Posted by Ebrey | April 15, 2008 9:31 PM
22

I've been to 2 heroin funerals for close friends, and have lost at least 6 or 7 other friends to junk that I can think of off the top of my head.

I have two friends who had to give up blow after having heart trouble, and countless more who pissed away instruments, cars, jobs, relationships and treasure while they were doing it. Meth wasn't real prevalent in my social circles back in the 80's and 90's, but it definitely seems like powerfully nasty stuff that trashes the lives of a lot of people who take it up.

That said, all of the preceding drugs should be decriminalized.

Drugs (particularly the hard stuff) certainly hurt a lot of people, but the criminality that arises from prohibition magnifies that harm tenfold (at least).

Legalize everything - it can't get worse.

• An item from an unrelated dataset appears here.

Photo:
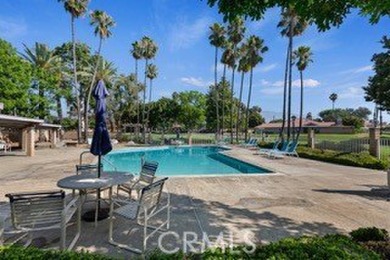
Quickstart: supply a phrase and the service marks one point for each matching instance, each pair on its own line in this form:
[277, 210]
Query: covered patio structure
[27, 128]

Posted by Mmmm, drugs are bad, m'kay? | April 15, 2008 11:37 PM
23

Ever since the decriminalization of pot, the easy availability of gay marriage, and the strengthening of privacy rights in Canada ...

well, ever since then ...

their GDP went up, crime went down, they live longer, they're happier, and they have fewer murders.

Hmmm.

Maybe we should take the DEA and airdrop them on Iran wholesale, with no return tickets?

Then they can deal with them, and we can be like Canada ... and live 10-20 years longer than we do now.

Posted by Will in Seattle | April 16, 2008 12:28 AM
24

just before i die i'm going to move to canada.

Posted by infrequent | April 16, 2008 8:24 AM
25

So many smart people out there who see the war on drugs for the ridiculous scam that it is, and yet the media push it like it's the only thing that will save us. Makes me cry sometimes.